October 8, 2011

The Power of the Fly Swatter


My son Cowen is a kinesthetic learner. In plain English that means Cowen is a boy and therefore CANNOT HOLD STILL TO SAVE HIS LIFE.

I have such fond memories of Miriam, my oldest daughter, curled next to my side, soaking in the reading lessons, happy to be with Mom and more than willing to actually look at the words on the page.

Not so with my son. He cannot hold still long enough to look at more than one letter of a word, and so he makes wild guesses at what a word says based on the first letter. Or, if glancing at the word is too much trouble, he just guesses without referring to the text at all. While the guessing and glancing is going on, he's also busy sliding off the couch, turning upside down, making strange noises, and flailing his limbs about in boy abandon.

I've reduced reading time to four measly pages a day. It is all I can handle.

However, a university student of mine told me about a great idea she got from watching a kindergarten teacher, that I now use with my son (did you follow that?). The kindergarten teacher gave her students fly swatters and had the students hit things.

Brilliant.

Imagine my son's utter happiness when I handed him a fly swatter and told him to whack the letter that makes a "sssssss" sound.

He gives himself extra points if he makes any letters fly off the table from whacking so hard.

We've used the fly swatter idea for a variety of activities. We started with hitting the correct lower-case letter (he is a lot stronger with upper-case than lower-case). He's also whacked the letters that make certain sounds. It can also be used for sight words.

He loves it.

Don't imagine that he actually stays standing on that one chair. No, no. He stands on one chair, hits something with the swatter, jumps to the next chair, crawls around to the bench, jumps to the ground to get the letters that have flown to the floor, does a few kicks and scrambles around, and then winds up on the first chair again.

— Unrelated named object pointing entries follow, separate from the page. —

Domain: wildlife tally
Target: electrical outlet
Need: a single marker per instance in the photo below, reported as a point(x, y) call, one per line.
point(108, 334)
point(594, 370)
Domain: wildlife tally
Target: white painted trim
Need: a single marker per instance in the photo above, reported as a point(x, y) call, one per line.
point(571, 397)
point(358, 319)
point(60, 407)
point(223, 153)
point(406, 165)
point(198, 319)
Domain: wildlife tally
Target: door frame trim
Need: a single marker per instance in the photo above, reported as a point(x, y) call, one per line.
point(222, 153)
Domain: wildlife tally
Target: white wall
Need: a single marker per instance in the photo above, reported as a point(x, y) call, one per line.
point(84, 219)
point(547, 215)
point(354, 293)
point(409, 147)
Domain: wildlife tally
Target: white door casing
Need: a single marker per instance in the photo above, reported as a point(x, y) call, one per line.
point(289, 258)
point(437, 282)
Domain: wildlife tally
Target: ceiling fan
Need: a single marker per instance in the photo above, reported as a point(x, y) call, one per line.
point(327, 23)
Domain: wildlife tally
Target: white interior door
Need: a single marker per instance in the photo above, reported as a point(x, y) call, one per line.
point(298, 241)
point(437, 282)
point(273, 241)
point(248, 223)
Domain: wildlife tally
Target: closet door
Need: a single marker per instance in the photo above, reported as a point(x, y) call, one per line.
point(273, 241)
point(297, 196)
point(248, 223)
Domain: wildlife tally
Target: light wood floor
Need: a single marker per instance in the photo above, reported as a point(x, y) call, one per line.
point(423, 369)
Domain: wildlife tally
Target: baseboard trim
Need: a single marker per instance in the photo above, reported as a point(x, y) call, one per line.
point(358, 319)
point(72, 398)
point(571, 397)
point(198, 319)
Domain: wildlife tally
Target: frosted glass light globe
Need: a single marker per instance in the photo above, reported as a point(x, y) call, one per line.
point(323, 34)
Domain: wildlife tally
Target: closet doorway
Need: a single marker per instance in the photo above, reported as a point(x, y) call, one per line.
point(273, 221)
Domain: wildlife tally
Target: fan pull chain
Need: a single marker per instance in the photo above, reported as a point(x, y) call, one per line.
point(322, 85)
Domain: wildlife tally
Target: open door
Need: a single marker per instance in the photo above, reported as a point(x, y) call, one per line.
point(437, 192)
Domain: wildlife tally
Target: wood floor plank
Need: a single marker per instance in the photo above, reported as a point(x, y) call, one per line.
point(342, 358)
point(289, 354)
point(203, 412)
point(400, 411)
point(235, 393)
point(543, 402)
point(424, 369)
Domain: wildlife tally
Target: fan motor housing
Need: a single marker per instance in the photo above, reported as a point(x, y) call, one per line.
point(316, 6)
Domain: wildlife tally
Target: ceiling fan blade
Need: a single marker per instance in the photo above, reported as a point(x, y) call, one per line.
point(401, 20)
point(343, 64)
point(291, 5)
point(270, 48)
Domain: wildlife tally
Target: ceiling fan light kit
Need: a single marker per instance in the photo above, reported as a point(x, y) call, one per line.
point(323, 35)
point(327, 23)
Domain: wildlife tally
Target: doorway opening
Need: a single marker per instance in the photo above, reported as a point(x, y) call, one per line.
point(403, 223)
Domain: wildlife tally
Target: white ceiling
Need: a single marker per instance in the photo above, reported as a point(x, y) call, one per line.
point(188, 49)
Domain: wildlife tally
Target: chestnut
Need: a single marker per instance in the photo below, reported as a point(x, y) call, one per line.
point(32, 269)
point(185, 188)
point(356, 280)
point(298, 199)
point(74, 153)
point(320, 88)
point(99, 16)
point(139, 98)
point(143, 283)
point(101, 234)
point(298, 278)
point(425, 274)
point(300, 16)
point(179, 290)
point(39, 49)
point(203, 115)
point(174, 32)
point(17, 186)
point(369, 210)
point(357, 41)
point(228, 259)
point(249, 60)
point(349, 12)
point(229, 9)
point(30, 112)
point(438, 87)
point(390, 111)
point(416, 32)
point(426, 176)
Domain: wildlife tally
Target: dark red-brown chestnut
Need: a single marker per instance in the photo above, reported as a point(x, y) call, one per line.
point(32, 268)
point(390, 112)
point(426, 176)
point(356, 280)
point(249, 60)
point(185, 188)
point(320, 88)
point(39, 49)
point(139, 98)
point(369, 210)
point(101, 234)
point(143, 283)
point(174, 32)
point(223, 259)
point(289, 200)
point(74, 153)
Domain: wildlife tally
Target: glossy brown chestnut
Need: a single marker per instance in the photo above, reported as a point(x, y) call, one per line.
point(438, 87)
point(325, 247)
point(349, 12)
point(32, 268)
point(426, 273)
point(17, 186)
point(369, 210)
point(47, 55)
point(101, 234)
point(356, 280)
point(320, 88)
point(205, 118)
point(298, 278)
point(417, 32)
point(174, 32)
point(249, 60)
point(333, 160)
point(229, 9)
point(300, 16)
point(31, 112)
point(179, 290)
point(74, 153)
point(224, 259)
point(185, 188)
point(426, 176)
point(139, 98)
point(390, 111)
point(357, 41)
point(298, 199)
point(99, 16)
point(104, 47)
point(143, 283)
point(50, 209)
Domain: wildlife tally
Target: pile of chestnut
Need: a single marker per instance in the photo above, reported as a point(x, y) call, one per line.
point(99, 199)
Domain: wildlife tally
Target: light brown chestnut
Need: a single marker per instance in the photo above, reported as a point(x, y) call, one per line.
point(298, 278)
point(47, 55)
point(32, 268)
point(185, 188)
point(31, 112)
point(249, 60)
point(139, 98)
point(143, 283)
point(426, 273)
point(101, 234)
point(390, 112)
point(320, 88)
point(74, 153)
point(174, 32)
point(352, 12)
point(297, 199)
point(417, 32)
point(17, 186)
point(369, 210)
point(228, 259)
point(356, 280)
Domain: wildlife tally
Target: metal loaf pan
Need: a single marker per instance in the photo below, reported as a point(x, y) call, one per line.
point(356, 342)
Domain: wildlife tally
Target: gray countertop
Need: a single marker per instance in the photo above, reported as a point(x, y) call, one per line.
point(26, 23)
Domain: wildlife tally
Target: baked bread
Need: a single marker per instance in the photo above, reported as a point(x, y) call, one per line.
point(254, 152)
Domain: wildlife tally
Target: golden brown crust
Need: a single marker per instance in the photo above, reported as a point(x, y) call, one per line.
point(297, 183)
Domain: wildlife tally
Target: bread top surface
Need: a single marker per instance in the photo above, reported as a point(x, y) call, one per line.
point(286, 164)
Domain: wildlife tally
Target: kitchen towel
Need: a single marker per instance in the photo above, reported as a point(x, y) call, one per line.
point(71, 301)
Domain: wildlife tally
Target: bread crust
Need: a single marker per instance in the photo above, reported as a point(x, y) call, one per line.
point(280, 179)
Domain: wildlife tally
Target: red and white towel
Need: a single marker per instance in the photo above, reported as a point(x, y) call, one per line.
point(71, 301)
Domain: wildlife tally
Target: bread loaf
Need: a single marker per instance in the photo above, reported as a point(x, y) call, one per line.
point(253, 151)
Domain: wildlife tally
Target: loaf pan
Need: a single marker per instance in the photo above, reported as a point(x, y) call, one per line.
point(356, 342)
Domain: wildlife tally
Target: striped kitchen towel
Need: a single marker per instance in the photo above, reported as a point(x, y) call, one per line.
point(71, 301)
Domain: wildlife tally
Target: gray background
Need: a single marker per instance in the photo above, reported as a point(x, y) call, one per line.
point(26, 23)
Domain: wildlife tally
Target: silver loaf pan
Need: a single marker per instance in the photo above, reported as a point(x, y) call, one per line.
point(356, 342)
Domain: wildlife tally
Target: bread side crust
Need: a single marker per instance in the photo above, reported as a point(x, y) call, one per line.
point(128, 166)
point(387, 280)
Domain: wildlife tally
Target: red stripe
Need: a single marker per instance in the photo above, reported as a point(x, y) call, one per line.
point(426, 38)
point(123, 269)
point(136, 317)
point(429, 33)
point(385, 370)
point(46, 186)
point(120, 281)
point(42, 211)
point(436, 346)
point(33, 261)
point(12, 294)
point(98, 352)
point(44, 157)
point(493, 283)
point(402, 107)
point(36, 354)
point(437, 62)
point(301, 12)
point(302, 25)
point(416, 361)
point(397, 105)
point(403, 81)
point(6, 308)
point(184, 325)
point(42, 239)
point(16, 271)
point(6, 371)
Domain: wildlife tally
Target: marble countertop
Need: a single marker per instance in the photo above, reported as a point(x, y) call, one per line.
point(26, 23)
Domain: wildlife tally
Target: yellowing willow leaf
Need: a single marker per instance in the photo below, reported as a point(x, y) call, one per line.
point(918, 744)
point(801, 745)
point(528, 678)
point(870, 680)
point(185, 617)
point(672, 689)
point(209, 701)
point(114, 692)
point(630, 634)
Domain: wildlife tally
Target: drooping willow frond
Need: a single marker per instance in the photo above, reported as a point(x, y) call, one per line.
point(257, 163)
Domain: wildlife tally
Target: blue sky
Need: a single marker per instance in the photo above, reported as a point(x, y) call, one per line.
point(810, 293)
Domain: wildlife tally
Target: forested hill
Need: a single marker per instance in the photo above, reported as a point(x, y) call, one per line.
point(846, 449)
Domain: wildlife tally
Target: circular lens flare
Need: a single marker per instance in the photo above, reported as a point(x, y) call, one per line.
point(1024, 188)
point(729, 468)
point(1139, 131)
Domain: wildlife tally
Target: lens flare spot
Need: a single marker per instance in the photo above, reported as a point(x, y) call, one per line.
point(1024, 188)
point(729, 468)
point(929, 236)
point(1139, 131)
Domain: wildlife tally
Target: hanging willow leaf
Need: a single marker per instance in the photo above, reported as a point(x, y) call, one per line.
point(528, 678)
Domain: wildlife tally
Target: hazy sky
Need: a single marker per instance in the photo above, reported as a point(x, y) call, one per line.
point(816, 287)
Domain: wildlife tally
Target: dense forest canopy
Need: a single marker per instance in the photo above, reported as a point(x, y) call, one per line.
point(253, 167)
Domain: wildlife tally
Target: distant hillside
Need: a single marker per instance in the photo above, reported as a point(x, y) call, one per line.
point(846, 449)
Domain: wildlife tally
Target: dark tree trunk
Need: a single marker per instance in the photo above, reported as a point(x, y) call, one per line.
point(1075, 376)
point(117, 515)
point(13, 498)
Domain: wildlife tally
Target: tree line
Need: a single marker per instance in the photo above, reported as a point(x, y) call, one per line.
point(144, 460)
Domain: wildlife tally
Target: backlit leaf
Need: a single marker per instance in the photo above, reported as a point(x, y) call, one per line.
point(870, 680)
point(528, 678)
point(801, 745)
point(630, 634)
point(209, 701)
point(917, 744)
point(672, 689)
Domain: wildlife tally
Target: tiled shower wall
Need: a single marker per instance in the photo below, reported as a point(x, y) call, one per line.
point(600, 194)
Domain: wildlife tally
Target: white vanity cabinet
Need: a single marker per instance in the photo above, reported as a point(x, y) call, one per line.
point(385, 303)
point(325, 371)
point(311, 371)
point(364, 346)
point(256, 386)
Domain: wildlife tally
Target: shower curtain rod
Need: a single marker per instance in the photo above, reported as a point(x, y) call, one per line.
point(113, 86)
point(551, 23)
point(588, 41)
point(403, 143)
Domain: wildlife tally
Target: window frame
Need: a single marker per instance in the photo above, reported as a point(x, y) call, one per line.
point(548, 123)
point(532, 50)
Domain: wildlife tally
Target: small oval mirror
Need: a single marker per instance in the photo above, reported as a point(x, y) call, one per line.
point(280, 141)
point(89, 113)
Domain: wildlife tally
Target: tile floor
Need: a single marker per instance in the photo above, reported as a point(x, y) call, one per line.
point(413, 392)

It drives my hubby bananas to watch it.

Most days I think Cowen is hilarious.

Other days, I wish he'd snuggle next to me and hold still for a few minutes.

But mostly I think he his hilarious.

Another good trick for kinesthetic learners is to focus on writing. My son enjoys writing because it involves movement. He loves to make up sentences that he thinks are funny, like: "My Dad sat on a cactus." If you put that sentence on a paper and tried to get him to read it he'd act like it was written in Chinese. However, he has no problem writing it.

Another good idea is have your kinesthetic learner spell out words with letters spread over a table or the floor. The more he/she has to move to get to the letters the better. So spread out the letters and then say, "Write the sentence: Mom is fun." The learner finds the letters he/she needs and puts together the sentence. Works like a charm because there is no holding still involved.

This kind of thing works for math as well. I often put up numbers around the room. When my son is ready I start calling out numbers. He has to run around the room hitting the numbers that I call out. I put some up high so he has to jump, others underneath the piano bench so he has to crawl/duck, etc. He likes it even more if I time him. Boys usually do.

Kinesthetic learners can drive you crazy, but they sure are fun!

If you have a kinesthetic learner at home--good luck!! We need it. :)

PS: I wrote the above post awhile ago, but I feel the need to amend it. When hubby and I were wrapping Christmas presents two weeks ago, I showed my hubby the books I had ordered for Cowen off Amazon (DK readers are 4 for 3--LOVE IT). I explained that I wanted to show Cowen that there are books he is interested in that he can almost read on his own (unlike the books he likes to carry around like Ranger's Apprentice that he won't be ready to read on his own for years). Most of the readers I bought were Star Wars themed.

Then my husband said, "Why don't you give Cowen some of them now?" Duh. The next day I showed Cowen the Star Wars DK reader (level 2). Cowen was thrilled. I told him he had to read his four pages in his phonics book, and then after he read all the words on a page in the Star Wars book that he could read, I would read the whole page. He read his phonics pages in warp speed, surprising both me and him, and then read far more of the first four pages of the Star Wars book than either of us expected.

This addendum doesn't have anything to do with kinesthetic learners, but it is always a good reminder that great readers are created. You create a great reader by creating an excellent environment for pre-literacy and then you motivate and tantalize. I forgot to motivate. I have since repented of that oversight, and reading time has been so much more fun lately!

Andrea is a homeschooling mother of five; ages 8, 6, 5, 2, and 8 months. She is a "retired" school teacher who still teaches a class or two at the local university, is the RS president, and maintains two blogs. She is constantly in danger of losing her sanity altogether. She loves books, books, and more books! She also loves writing, cooking, hiking, dancing, singing, hanging out with her family, and anything pro-redhead. You can read more about her homeschooling efforts on the blog Frolic and Farce.

3 comments - Add a comment below -:

Sallyseashell said...

You have wonderful ideas! I have a 5 year old who is all kinesthetic, and these ideas would work great for him!

Dana ♥ said...

Great idea! ...especially for active wiggly kids! We all have at least one, don't we? :)

Anonymous said...

Hi Andrea

There are certain exercises (Braingym) you could do with your son,which address his need to move considerably...thus enabling him to focus better on the task at hand.